Daniel Mutlu wurde 1984 als Sohn eines türkischen Vaters und einer deutschen Mutter in Witten, Nordrhein-Westfalen, geboren. Seine Schauspielausbildung absolvierter er von 2004-2008 in Köln. Er erhielt 2008 den Nachwuchspreis „Puck“ für junge Schauspielerinnen oder Schauspieler der SK-Stiftung Köln. Nach der Schauspielschule arbeitete er vermehrt mit dem Choreographen und Butho-Tänzer Gregor Weber zusammen. Seine ersten Engagements führten ihn unter anderem zu den Burgfestspielen Bad Vilbel wo er 2008 den Ferdinand in Schillers Kabale und Liebe spielte, sowie 2009 ans Stadttheater Fürth.
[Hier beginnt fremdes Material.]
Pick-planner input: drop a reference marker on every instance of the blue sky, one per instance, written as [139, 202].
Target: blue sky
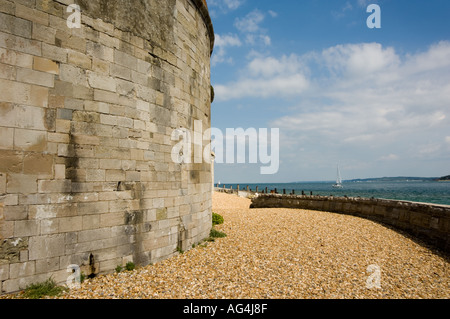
[374, 101]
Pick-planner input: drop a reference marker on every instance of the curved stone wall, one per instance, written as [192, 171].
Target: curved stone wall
[428, 222]
[86, 121]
Von 2009-2018 war Daniel Mutlu festes Ensemblemitglied am Pfalztheater Kaiserslautern. Hier spielte er unter anderem den Hamlet, Josef K. aus Kafkas Der Prozess, Christian Buddenbrook, den Orestes in Aischylos Orestie und den Marquis von Posa in Schillers Don Carlos. Mitte 2013 gastierte bei den Autorentheatertagen am Deutschen Theater in Berlin und 2015 am Theatre National du Luxembourg als Achill in Kleists Penthesilea. Im folgenden Jahr war er mit der Uraufführung von Thomas Arzt Stück Der nackte Felsen bei den Ruhrfestspielen Recklinghausen zu Gast.
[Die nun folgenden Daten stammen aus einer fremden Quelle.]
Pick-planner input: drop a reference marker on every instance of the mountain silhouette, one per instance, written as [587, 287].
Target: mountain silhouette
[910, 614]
Zusätzlich arbeitet er für Film und Fernsehen und ist als Sprecher tätig . 2009 verkörperte er die Hauptrolle in der deutsch-türkischen Kinoproduktion Sari Satin und 2014 spielte er in Oliver Haffners hochgelobten und viel prämierten Kinofilm Ein Geschenk der Götter mit.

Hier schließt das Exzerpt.